Ulna deviations and poorly regenerated bone formation were more likely to occur in group B than in group A. The occurrence of these complications may be related to the position of the osteotomy and direction of the nail. It has been reported that[12] the diameter of the osteotomy site is negatively related to the time of bone healing. Some scholars[10] have suggested that the osteotomy point should be located at the maximum bending point, and the distance between the osteotomy point and the distal end of the ulna should be larger than 42% of the total length of the ulna. We suggest that the proximal part is selected, avoiding the maximum curvature as much as possible. Four Schanz pins were placed in the same plane in parallel to each other.
A patient with type IIb deformity is shown in Fig. 4 (A-C). The two groups of Schanz pins were located at the maximum bending plane of the ulna arch, and the nails were not positioned in parallel to each other or in the same plane. During the lengthening process, the joint of the external fixator became loose, and the dorsal angle of the ulnar arch gradually increased. Another patient with a type I defromity is shown in Fig. 4 (D-F). Although the Schanz pins avoided the maximum bending plane of the ulna arch, they were positioned in parallel to each other; however, they were not located in the same plane, so the force line was skewed, and the ends of the osteotomy region were separated during the extension process, leading to nonunion. Although the joints of the fixator were pressurized and locked, they were still loose during the extension process.
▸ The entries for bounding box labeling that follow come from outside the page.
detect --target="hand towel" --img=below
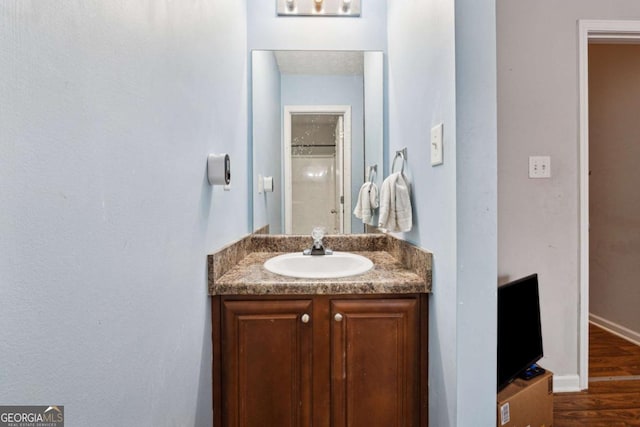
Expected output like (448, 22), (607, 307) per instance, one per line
(353, 182), (378, 225)
(378, 172), (413, 232)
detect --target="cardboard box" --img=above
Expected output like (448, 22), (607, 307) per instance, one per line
(498, 371), (553, 427)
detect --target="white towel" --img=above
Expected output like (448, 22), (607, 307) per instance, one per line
(353, 182), (378, 225)
(378, 172), (413, 232)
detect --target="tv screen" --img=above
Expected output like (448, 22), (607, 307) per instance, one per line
(498, 274), (543, 391)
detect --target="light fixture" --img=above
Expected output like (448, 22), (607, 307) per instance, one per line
(276, 0), (362, 18)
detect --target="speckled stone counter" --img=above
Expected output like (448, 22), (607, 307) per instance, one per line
(208, 234), (432, 295)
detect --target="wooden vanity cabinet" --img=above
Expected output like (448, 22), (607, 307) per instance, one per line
(212, 294), (428, 427)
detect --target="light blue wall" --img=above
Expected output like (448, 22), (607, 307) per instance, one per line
(455, 0), (498, 427)
(388, 1), (458, 427)
(0, 0), (248, 427)
(388, 0), (497, 427)
(281, 74), (364, 233)
(251, 51), (283, 234)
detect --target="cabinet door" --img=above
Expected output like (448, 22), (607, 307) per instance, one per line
(222, 300), (313, 427)
(331, 299), (420, 427)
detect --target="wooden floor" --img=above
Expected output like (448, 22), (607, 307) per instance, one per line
(553, 325), (640, 427)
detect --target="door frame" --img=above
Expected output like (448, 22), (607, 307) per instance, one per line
(282, 105), (351, 234)
(578, 19), (640, 390)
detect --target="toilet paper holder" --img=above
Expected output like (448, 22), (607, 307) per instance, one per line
(207, 153), (231, 185)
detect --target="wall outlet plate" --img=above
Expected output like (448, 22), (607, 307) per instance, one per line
(529, 156), (551, 179)
(431, 123), (444, 166)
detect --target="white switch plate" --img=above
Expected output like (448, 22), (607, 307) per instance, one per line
(431, 123), (443, 166)
(529, 156), (551, 178)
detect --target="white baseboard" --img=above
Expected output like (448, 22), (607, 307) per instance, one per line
(589, 313), (640, 345)
(553, 375), (580, 393)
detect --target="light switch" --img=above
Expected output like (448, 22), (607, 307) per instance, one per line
(431, 123), (443, 166)
(529, 156), (551, 178)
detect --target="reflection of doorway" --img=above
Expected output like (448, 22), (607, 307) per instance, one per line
(283, 106), (351, 234)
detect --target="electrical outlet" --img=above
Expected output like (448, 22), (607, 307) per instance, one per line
(529, 156), (551, 178)
(431, 123), (443, 166)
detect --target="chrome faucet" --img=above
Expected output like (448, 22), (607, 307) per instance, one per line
(302, 227), (333, 255)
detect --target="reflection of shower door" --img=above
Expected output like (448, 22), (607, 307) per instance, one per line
(284, 106), (351, 234)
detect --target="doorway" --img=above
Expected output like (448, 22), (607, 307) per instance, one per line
(283, 106), (351, 234)
(578, 20), (640, 390)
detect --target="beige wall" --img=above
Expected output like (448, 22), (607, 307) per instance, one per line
(496, 0), (640, 384)
(589, 44), (640, 334)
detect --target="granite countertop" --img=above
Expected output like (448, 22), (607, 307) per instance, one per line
(209, 235), (431, 295)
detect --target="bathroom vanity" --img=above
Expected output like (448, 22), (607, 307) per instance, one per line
(209, 234), (431, 427)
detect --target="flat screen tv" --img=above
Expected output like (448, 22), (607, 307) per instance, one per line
(498, 274), (543, 391)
The monorail external fixator should be used to effectively avoid this situation.
Whether exostoses should be removed is still debated. Akita[11] et al. found that exostosis resection can significantly improve the rotational function of the forearm but that it affects the US, RRA and CS values very little. We believe that the resection of exostoses can open the epiphysis of the distal ulna, enable the ulna to obtain a certain growth potential, reduce the effect of local tissue on the radius and correct deformities of the wrist. In this study, 37 patients underwent exostosis resection. The function of the forearm significantly improved.
Our study presents some limitations. This study is a retrospective study, with a small sample size and a short follow-up time. The clinical efficacy and complications remain to be further verified by a long-term prospective randomized controlled study.